Came across some good work from Daniel Lemire, CS Professor at University of Quebec, for highly-efficient, fast compression/encoding/decoding of integers. Full details here:
It's a very nice use of vectorisation and Streaming SIMD Extensions (SSE2/3/4) in modern chipsets. Their SIMD-BP128 vectorised scheme makes use of vectorisation for bit packing prior to compress/decompress operations, and also for the delta encoding phase where, instead of storing the native integers, the differences are stored, with these differences calculated in a vectorised manner. Their scheme is not patented, and they have posted their code on github. You can find C, C++ and Java libraries for usage.
For the specific case of sorted integers, they have published a separate paper, given below, that also applies algorithms based on available SIMD instructions to boost compression speed. They claim their S4-BP128-D4 scheme "uses as little as 0.7 CPU cycles per decoded integer while still providing state-of-the-art compression".
Conveniently they provide the code for it on github: https://github.com/lemire/SIMDCompressionAndIntersection.

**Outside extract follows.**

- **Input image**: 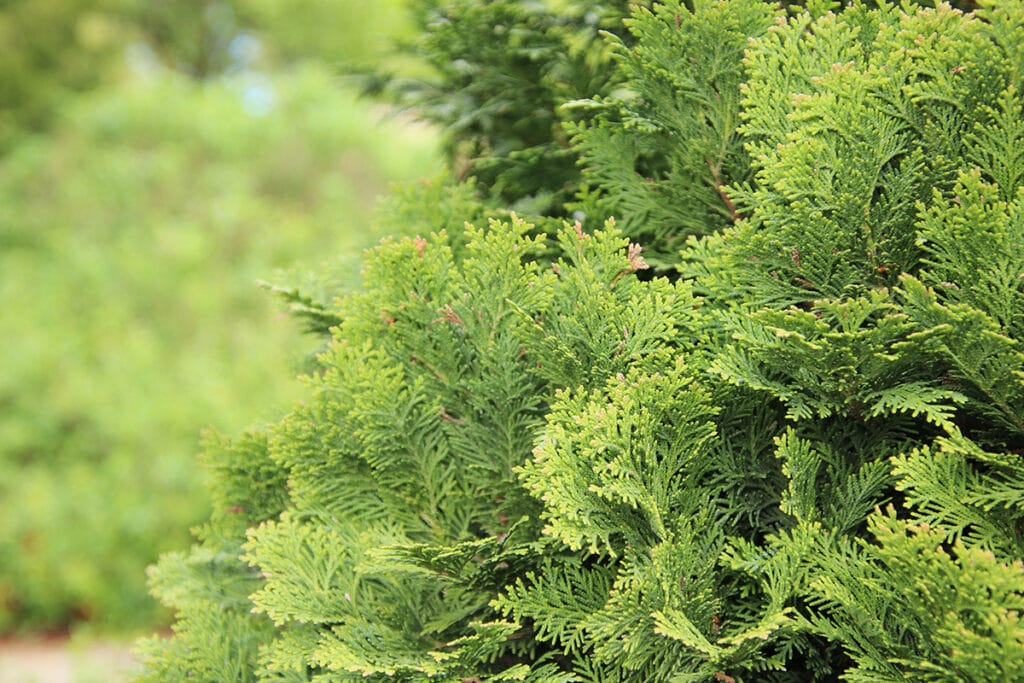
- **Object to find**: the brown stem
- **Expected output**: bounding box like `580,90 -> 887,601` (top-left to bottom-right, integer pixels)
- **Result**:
705,159 -> 739,223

In finance most market data is effectively an append-only, immutable time-series where every record has a new timestamp, but timestamps are just long offsets from a time epoch (such as midnight 1/1/1900). Thus, using columnar storage, we get a column of "time" values which is a vector of non-descending integers/longs. These are very amenable to delta-encoding or some more specialised form of sorted integer compression.